把小珠送去学校后,赵培分配给事业的时间更多,她一边翻资料一边做记录,下定决心要把美甲店经营好。籍又夏则还是那副无所谓的样子,但她有一点好,不插话也不反对,大家说什么都点头同意,分到她头上的事,也不找借口推脱。
聊到最后,揪出一些问题,也想好了对策,三个人多少松了一口气。
“好啦”,籍又夏嚷嚷着结束,“找个地方庆祝一下。”
“你们去吧,我还有事”,霍嘉蔚没空也没心思参加这种活动。
“去呗,走账,不花自己的钱”,赵培劝她。
霍嘉蔚不好意思地笑了笑,解释:“不是因为这个,我约了个客户,要带他去看楼。”
籍又夏看了眼时间,下午四点,还早,便说道:“你先去忙,结束来找我们。一起去吧,我带你们玩点有意思的。”
为了不扫兴,霍嘉蔚只好答应。
两个小时后,她丧着脸奔赴酒吧。一路上,她脑子里反复回放那个小胡子男客户的“好心”提醒:“提一点小建议,你已经很漂亮了,就不用再喷香水了,味道太重反而会给你的颜值减分。”
“什么玩意儿,我根本没用香水”,她没有当面回怼,转头和闺蜜抱怨。
“别想那些烦心事了”,籍又夏神秘一笑:“咱们去洗洗眼睛”,说着指向舞池中间正在跳舞的几个男人,问她喜欢哪个。
霍嘉蔚还未开口,赵培先伸手,利落地比了个叉:“No,我不去。”
“真死板,都离婚了,还为谁守贞操?”她说完,便把赵培一人扔在吧台,拉着霍嘉蔚去舞池:“左边那个,有人鱼线的怎么样?”
霍嘉蔚心里有点抗拒,可转念一想,人都来了,没必要再端着。索性和籍又夏一起跳进舞池,跟着音乐放松身体。
音乐渐渐推向高潮,灯光被晃动的人影切成碎片。霍嘉蔚刚找到节奏,下一秒,察觉到不对劲。
有人贴得太近了。
一只手毫不避讳地搭上她的腰侧,指尖还刻意往下滑。
她眉头一皱,心里泛起强烈的不适。正揣测对方究竟是无意碰到还是存心试探时,那股带着酒气的温热触感又一次黏了上来。
“别碰我”,她的声音突然拔高,周围几人被吓了一跳,纷纷往后退开,给她空出一小圈距离。
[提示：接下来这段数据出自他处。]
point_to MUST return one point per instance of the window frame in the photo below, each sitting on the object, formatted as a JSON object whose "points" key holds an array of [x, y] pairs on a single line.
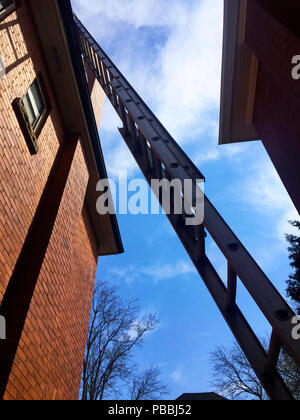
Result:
{"points": [[32, 132], [39, 122], [8, 10]]}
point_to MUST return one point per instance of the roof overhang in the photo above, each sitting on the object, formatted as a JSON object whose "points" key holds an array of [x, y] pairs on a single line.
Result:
{"points": [[239, 77], [54, 23]]}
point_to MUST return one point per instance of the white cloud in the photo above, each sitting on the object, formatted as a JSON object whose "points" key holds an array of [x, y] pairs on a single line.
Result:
{"points": [[156, 272], [182, 80], [265, 192]]}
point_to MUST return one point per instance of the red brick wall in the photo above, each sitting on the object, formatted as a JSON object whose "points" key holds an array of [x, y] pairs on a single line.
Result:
{"points": [[49, 359]]}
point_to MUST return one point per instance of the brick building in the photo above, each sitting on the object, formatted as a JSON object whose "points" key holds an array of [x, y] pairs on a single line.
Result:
{"points": [[50, 234], [261, 84]]}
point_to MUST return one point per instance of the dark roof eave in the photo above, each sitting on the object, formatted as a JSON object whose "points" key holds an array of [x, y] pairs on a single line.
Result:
{"points": [[79, 71]]}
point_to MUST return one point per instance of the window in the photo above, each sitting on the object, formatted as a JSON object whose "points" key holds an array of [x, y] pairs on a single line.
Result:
{"points": [[32, 111], [34, 104], [6, 6]]}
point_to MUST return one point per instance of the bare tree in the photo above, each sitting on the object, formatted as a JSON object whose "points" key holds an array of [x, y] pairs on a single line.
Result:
{"points": [[115, 329], [148, 385], [235, 379]]}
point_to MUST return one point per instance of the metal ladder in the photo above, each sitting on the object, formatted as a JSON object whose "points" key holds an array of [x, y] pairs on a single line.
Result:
{"points": [[159, 156]]}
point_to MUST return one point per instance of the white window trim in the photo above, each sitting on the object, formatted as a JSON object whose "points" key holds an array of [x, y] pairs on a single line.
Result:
{"points": [[40, 119]]}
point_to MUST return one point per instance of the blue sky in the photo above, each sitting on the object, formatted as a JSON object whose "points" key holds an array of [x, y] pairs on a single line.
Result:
{"points": [[170, 51]]}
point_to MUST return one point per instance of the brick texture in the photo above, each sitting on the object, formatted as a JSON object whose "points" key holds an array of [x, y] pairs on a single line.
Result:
{"points": [[49, 359]]}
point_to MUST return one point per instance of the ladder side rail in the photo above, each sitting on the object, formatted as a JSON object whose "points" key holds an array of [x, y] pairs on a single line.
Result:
{"points": [[141, 131]]}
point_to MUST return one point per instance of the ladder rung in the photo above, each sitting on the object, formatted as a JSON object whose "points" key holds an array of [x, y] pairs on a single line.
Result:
{"points": [[231, 288]]}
是个陌生白男,喝高了,嘴角挂着轻佻的笑:“放松,这是在club。”
话音未落,一只手又伸过来,想搭上霍嘉蔚的肩。
“放开她。”
籍又夏的声音劈进来,她一步上前,抓起那只手扔开。
白男愣了一下,随即恼羞成怒:“疯女人!”
“你这是性骚扰”,籍又夏掏出手机,指着他的鼻子毫不客气:“我现在就报警。”
“Hey,都是出来找乐子的,别上纲上线”,白男脸色微变。没等他再开口,旁边挤过来几个同伴,把人往一旁拽。
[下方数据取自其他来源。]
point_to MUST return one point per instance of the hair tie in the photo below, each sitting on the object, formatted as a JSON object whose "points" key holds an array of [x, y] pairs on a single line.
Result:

有个亚裔面孔,飞快扫了一眼籍又夏,又看了看周围开始注意这边动静的人群,立刻放低姿态:“抱歉,他醉了,不是有意的。”
籍又夏看他:“那你想怎么解决?”
听出她带着点中式口音的英语,那人微微一愣,随即笑着套近乎:“中国人?我也是。”
籍又夏后退了一步,嫌弃地看他一眼,改用中文说:“怎么和这种人交朋友?直说吧,打算怎么解决。”
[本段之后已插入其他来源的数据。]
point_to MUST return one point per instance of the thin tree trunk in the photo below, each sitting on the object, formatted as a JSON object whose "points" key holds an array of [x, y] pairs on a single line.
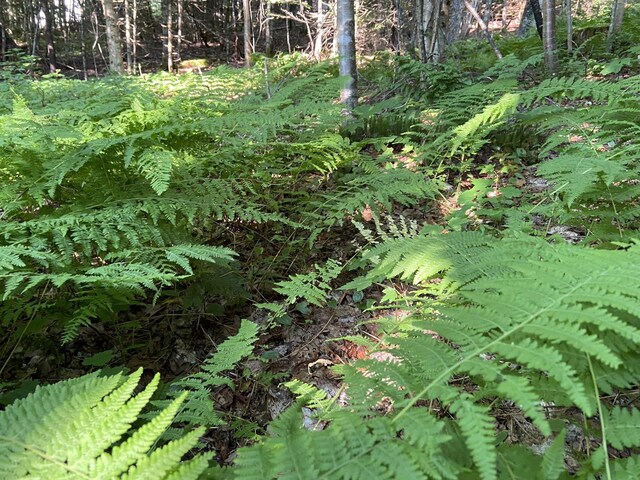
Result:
{"points": [[317, 50], [169, 44], [569, 27], [617, 15], [134, 35], [179, 39], [268, 39], [504, 15], [127, 36], [347, 52], [83, 41], [246, 12], [537, 15], [484, 28], [454, 29], [549, 37], [113, 38]]}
那人显然不想把事情闹大,转头叫来服务员要账单。看清金额后,他从钱夹里抽出一叠现金,夹进账夹里,双手送过来:“今晚的酒水我们全包,这个算赔礼道歉。事情到这儿,行吗?”
籍又夏没立刻接,目光在那叠现金上停了两秒,眉头一皱:“不是钱不钱的问题,谁稀罕你这点钱?”
她侧过身,指了指霍嘉蔚,理直气壮:“我闺蜜被你朋友当众揩油了,占便宜了,这种事性质有多严重,你知道吗?”
“这钱太脏了,我不要”,霍嘉蔚配合她,露出厌恶的表情。
焦彦甫额角一跳,一脸认栽的倒霉样。干脆把自己皮夹里的现金全拿出来,又把白男的钱包里的现金抽光,最后叠成厚厚一摞,重新放进账夹。
籍又夏抬眼盯住白男,提醒: “道歉。”
白男被她吼得一愣,酒意醒了大半,别开脸嘟囔了一句。焦彦甫立刻顶了他一下,压低声音说了句什么。白男这才不情不愿地转过来,对着霍嘉蔚挤出一句:“Sorry”。
霍嘉蔚别过脸,不想搭理他。
籍又夏收走账夹,顺势拿起手机在白男眼前晃了晃:“下次注意点。”
白男一行人扫兴地往外撤。
籍又夏拿起现金数了一遍,够付两个月房租了。
她得意地把钱塞给霍嘉蔚。
走之前,焦彦甫回头看了她们一眼,眼神复杂。
霍嘉蔚被那道目光烫了一下,道:“走吧,没心情玩了。”
“去找培姐”。籍又夏拍拍手,语气轻松:“反正今晚的KPI已经完成了。”
“什么KPI?”
“教育恶臭男性,让他们为自己的行为买单”,她语气一本正经,说完忍不住笑起来。
霍嘉蔚被她逗笑,胸口那股恶心散了大半。